The piquant vegetable was included on the original Thanksgiving menu.
Due to its prevalence in moist, temperate environments, watercress is considered a weed in some regions. However, its consistent supply makes it a dependable and nutrient-rich food source.
Based on BBC, street vendors in Victorian-era London sold it as a refreshment and referred to it as “poor man’s bread.” It has been ingested for medicinal purposes for millennia in Europe and Asia.
How To Prepare Watercress
Younger seedlings have a milder flavor and stems that are tender and hollow. This renders them ideal for raw recipes such as salads and garnishes, similar to how parsley and cilantro are used.
The flavor of mature watercress is much more intense and piquant.
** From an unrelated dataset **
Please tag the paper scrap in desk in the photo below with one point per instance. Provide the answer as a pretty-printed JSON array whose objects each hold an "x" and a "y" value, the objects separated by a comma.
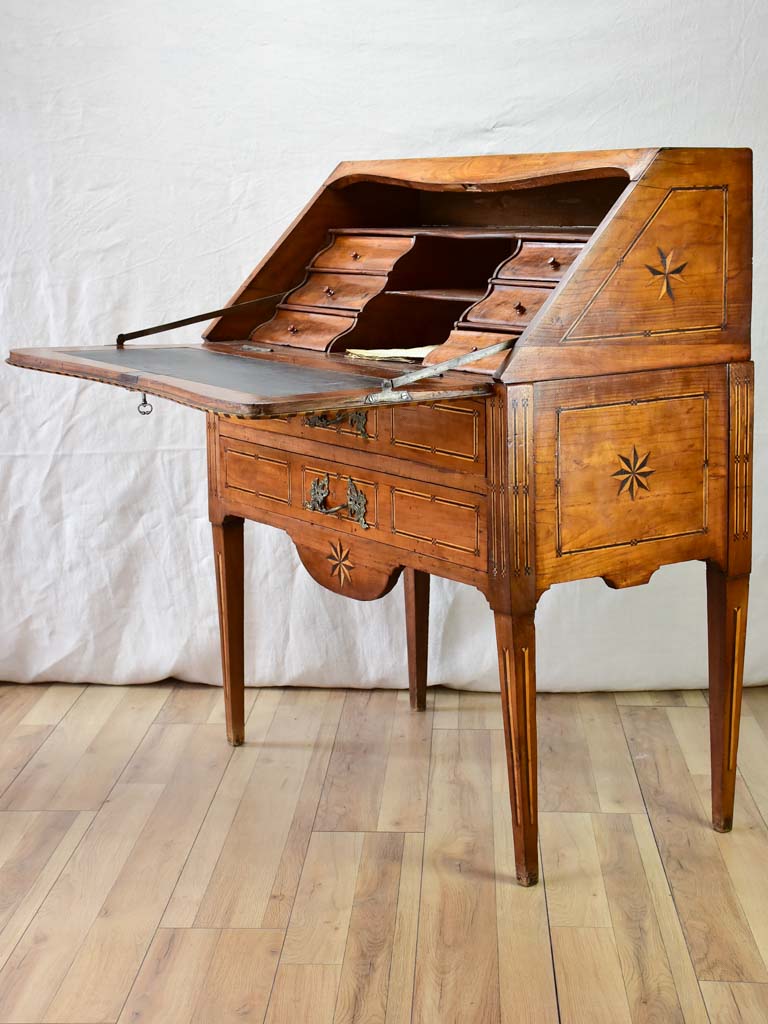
[{"x": 396, "y": 354}]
Additionally, the stems become tougher and more fibrous, so they must be prepared to improve their flavor.
Dr. Amy Lee, the head of nutrition at Nucific, grew up consuming large quantities of watercress in stir-fries and savory broths. Dr. Lee asserts that it is crucial not to overcook them, as with any vegetable.
However, this does not imply that the best method to consume it is raw. Particularly for mature watercress, cooking breaks down some of the fibrous stems to make more of the nutrients bioavailable.